They’re going to say, I can’t get into my email. Or I have too many toolbars, or something like that and then you present the solution as being, if you have too many toolbars, you might have malware. A little bit of education because they don’t know that. When we would call our customers we did a lot of Remote Support, break fix and nobody, nobody knew what malware was, so advertising for malware did us no good, because anybody who was actually searching for that already knew what it was and most likely wasn’t going to hire me to help them.

They were going to download some program or something, which whether or not they should, I don’t have to talk about, but you have to find out what your audience is actually searching for and so you use these long tail keywords that are longer. I can’t get into my email. Honestly, most of the time when people can’t get into their email, it’s simple they just don’t know how to click on the right things in order to get their passwords back, but a lot of times too they’re having malware that’s preventing things. Or they have too many toolbars, or maybe, my search bar isn’t working, or my search results aren’t what I want them to be.

That’s all indicative of malware toolbars that are on their system that they may need help and be willing to pay you to help them take care of. You need to be thinking about what their actual problems are and how they talk about their problems, not how you would describe their problems.

Bryce: How would you find out what they’re searching for? Is there a tool or is it really, you just need to think about what your own clients are asking?

Rachel: You would just need to pay attention to what they’re asking. If you had a shop, pay attention to what people come in and say. When they come in and they set their computer down in front of you, what are they saying? What are the words that they’re saying? Those are keywords.
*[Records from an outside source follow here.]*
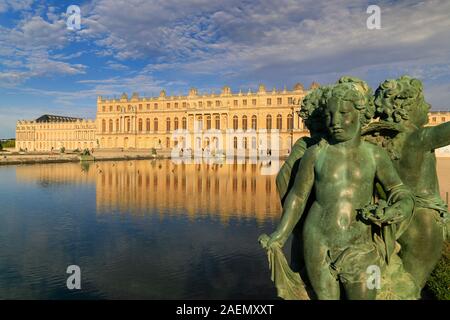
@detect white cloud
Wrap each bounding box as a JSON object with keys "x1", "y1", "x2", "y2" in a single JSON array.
[{"x1": 0, "y1": 0, "x2": 34, "y2": 13}]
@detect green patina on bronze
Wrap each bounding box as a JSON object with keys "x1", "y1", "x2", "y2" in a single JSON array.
[{"x1": 260, "y1": 77, "x2": 450, "y2": 299}]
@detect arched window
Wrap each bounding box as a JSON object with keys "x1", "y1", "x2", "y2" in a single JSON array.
[
  {"x1": 287, "y1": 114, "x2": 294, "y2": 130},
  {"x1": 197, "y1": 116, "x2": 203, "y2": 130},
  {"x1": 252, "y1": 115, "x2": 258, "y2": 130},
  {"x1": 277, "y1": 114, "x2": 283, "y2": 130},
  {"x1": 242, "y1": 115, "x2": 247, "y2": 130},
  {"x1": 252, "y1": 137, "x2": 256, "y2": 149},
  {"x1": 266, "y1": 114, "x2": 272, "y2": 130},
  {"x1": 233, "y1": 116, "x2": 239, "y2": 130},
  {"x1": 215, "y1": 115, "x2": 220, "y2": 130},
  {"x1": 166, "y1": 117, "x2": 170, "y2": 132}
]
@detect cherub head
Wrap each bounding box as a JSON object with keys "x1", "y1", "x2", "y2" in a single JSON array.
[
  {"x1": 323, "y1": 77, "x2": 375, "y2": 142},
  {"x1": 375, "y1": 76, "x2": 430, "y2": 127}
]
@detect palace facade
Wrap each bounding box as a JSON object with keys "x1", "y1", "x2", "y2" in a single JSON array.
[
  {"x1": 16, "y1": 83, "x2": 450, "y2": 154},
  {"x1": 16, "y1": 115, "x2": 97, "y2": 151}
]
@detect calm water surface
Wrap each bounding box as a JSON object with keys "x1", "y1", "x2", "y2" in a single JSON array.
[
  {"x1": 0, "y1": 160, "x2": 280, "y2": 299},
  {"x1": 0, "y1": 158, "x2": 450, "y2": 299}
]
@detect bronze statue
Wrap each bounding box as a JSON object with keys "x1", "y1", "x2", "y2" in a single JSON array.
[{"x1": 260, "y1": 77, "x2": 450, "y2": 299}]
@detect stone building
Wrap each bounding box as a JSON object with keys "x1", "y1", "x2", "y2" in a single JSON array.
[
  {"x1": 16, "y1": 114, "x2": 96, "y2": 151},
  {"x1": 97, "y1": 84, "x2": 306, "y2": 154},
  {"x1": 16, "y1": 84, "x2": 450, "y2": 154}
]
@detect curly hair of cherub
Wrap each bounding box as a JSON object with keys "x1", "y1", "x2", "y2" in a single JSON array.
[
  {"x1": 327, "y1": 76, "x2": 375, "y2": 126},
  {"x1": 298, "y1": 86, "x2": 329, "y2": 134},
  {"x1": 375, "y1": 76, "x2": 424, "y2": 123}
]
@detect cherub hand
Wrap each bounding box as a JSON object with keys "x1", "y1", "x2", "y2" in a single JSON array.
[
  {"x1": 378, "y1": 199, "x2": 413, "y2": 224},
  {"x1": 258, "y1": 231, "x2": 287, "y2": 249}
]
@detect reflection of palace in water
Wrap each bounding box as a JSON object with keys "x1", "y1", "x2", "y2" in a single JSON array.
[
  {"x1": 16, "y1": 160, "x2": 281, "y2": 222},
  {"x1": 16, "y1": 158, "x2": 450, "y2": 222}
]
Bryce: Yeah, I guess us technicians need to realize that a lot of people think that the box that sits under their desk is called the CPU, or the screen is called the CPU. They all are not using the terms that we know. We’ve managed services, I often tell techs, don’t use the keyword, managed services, because a lot of people don’t search for managed services, they search for outsourced IT or something like that.
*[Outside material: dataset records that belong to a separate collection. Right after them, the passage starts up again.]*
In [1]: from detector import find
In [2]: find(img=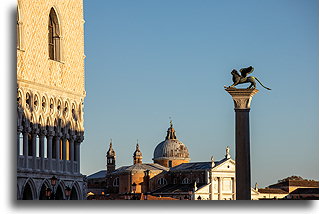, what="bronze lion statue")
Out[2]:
[225,66,271,90]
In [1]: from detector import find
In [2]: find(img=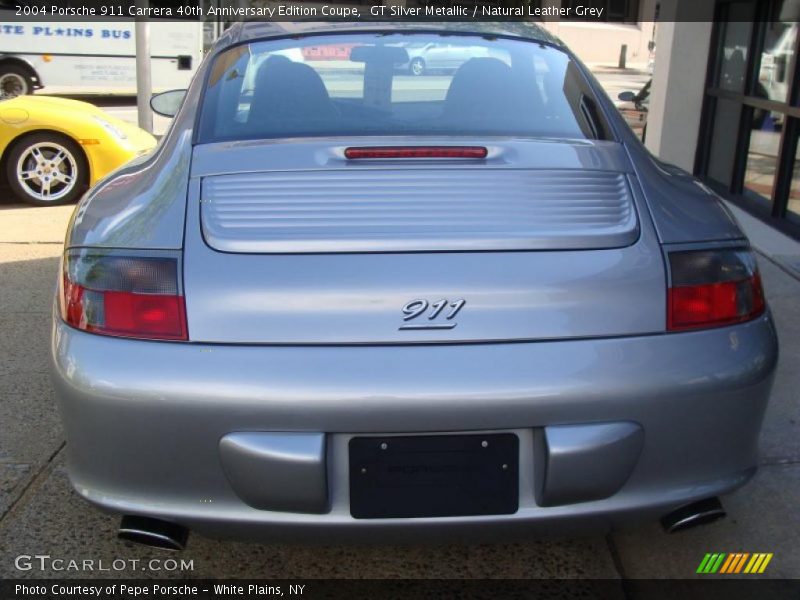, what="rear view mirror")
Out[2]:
[150,90,186,117]
[350,46,408,65]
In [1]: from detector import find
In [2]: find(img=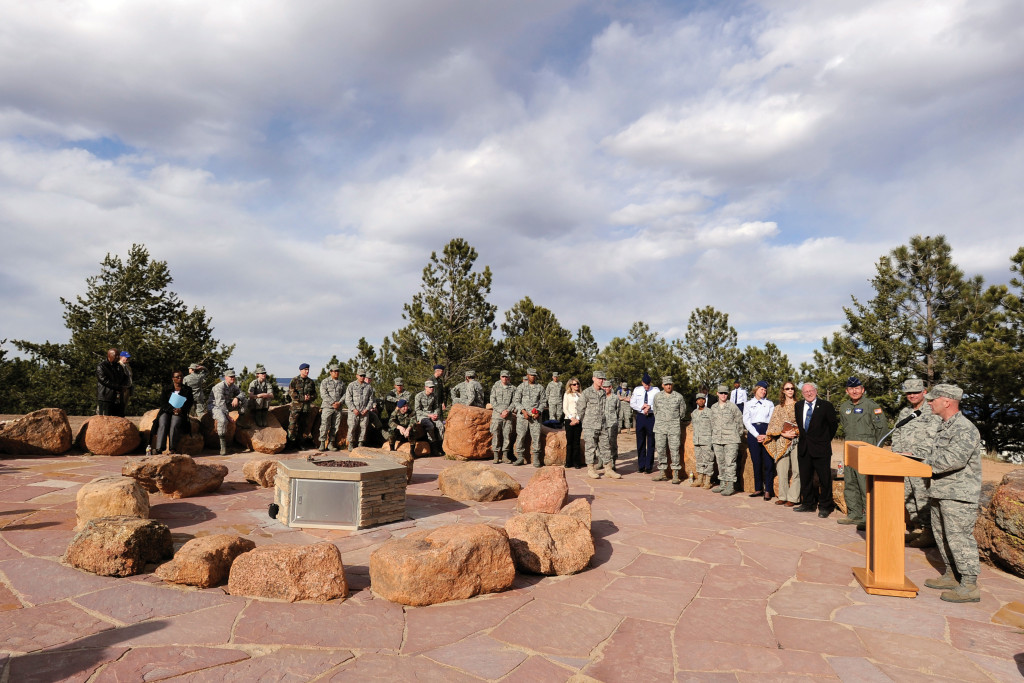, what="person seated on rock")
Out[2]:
[387,398,424,454]
[211,370,243,456]
[413,380,444,456]
[248,366,273,429]
[146,370,196,455]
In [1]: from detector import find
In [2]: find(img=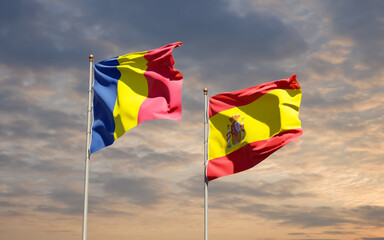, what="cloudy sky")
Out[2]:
[0,0,384,240]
Rachel: Exactly and not only that but the word managed service, is high competition. If you’re a small guy there’s no way you’re going to be able to afford to keep up with that.

Bryce: You also mentioned a lot of people do have technical problems when they’re searching and calling a tech, often they have trouble even getting to Google or even Google isn’t their default search engine. What would you recommend as a way for the techs to maximize the amount of people that are looking for them?

Rachel: Okay, so two things here. Average obviously is everybody’s preference and Bing usually gets swept under the rug, but Bing is actually cheaper and I’m not really … I don’t know if it’s because their market share is technically smaller, but I found in the past that you’re getting for this particular market, you’re getting just as good a result if not better results from using Bing as you do from Google, because a lot of these people, their computer comes as Bing as their default search and that’s what they search through.

Now if they get some malware or something on their computer, whether they’re using Google or they’re using Bing, really they run through affiliates of Bing or of Google. Now the downside to that is that, if you’re going to try to pitch somebody on a remote support clean out, or help them that way, they tend to be a little bit sketchy because they’re not quite sure where you came from, because their search engine wasn’t clean.
If they’re coming into your store or you’re going to their location, then all you have to do is make sure that your Google or your Bing is set to advertise through the search partners and those extra toolbars on those extra searches that get hijacked will lead to you as well.